Retour de titres

Définition, calcul et conséquences

L'essentiel

  • Il s'agit d'une revente quasi immédiate après l'achat initial lors d'une émission.
  • L'objectif est de réaliser une plus-value rapide (le « gain de premier jour »).
  • Une forte proportion de retours de titres peut déstabiliser la valeur de l'action.

Définition

Le retour de titres désigne l'action, pour un investisseur, de revendre très rapidement des actions ou des obligations qu'il vient de recevoir lors d'une opération financière (comme une introduction en Bourse). C'est une stratégie de profit immédiat qui consiste à profiter de la hausse du prix dès les premières minutes de cotation.

Origine du terme

Locution française composée de « retour », évoquant le renvoi des actifs vers le marché secondaire, et de « titres », le terme générique pour les valeurs mobilières. En finance internationale, on parle souvent de flipping.

Exemple concret

  • Un particulier obtient 50 actions lors d'une introduction en Bourse à 10 € l'unité et les revend à 12 € dès l'ouverture du marché le lendemain.
  • Un fonds d'investissement participe à une augmentation de capital et se déleste de ses parts dans les 48 heures pour matérialiser une plus-value rapide.

Comment ça se calcule

Ce concept apparaît quasi exclusivement lors des Introductions en Bourse (IPO), des augmentations de capital ou des émissions obligataires d'envergure, lorsque la demande est supérieure à l'offre.

Causes

Pour une entreprise qui entre en Bourse, un trop grand nombre de retours de titres est un signal négatif car cela crée une pression vendeuse qui fait chuter le cours. Pour éviter cela, les banques introductrices privilégient souvent les investisseurs dits « institutionnels » (fonds de pension, assurances) réputés plus stables que les spéculateurs à court terme.

Notions liées

flipping revente à court terme désengagement rapide

À ne pas confondre

investissement de fond conservation lock-up buy and hold

Conséquences

Si vous débutez, sachez que le retour de titres peut être risqué : si le prix chute dès l'ouverture au lieu de monter, vous pourriez être forcé de revendre à perte pour limiter les dégâts. C'est une pratique qui demande une surveillance constante du carnet d'ordres.

Questions fréquentes

Pourquoi les entreprises n'aiment-elles pas le retour de titres ?

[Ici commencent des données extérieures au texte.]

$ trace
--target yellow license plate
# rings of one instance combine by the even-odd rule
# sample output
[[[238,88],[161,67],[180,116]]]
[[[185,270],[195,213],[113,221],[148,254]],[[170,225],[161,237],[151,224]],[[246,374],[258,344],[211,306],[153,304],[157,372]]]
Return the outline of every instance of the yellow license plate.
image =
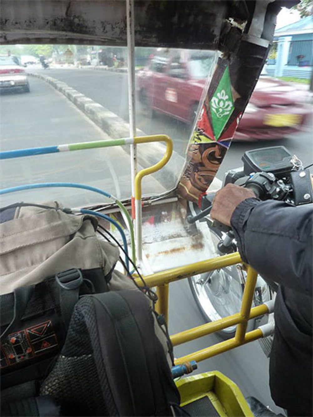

Parce que cela provoque une baisse du cours de l'action juste après son lancement, ce qui nuit à la réputation de l'opération.

Existe-t-il des règles pour l'empêcher ?

Oui, les contrats prévoient souvent des clauses de 'lock-up' qui obligent les gros actionnaires à conserver leurs titres pendant 3, 6 ou 12 mois.

Est-ce une pratique réservée aux professionnels ?

Non, les particuliers peuvent aussi le faire, mais ils sont souvent servis en dernier lors des introductions très demandées.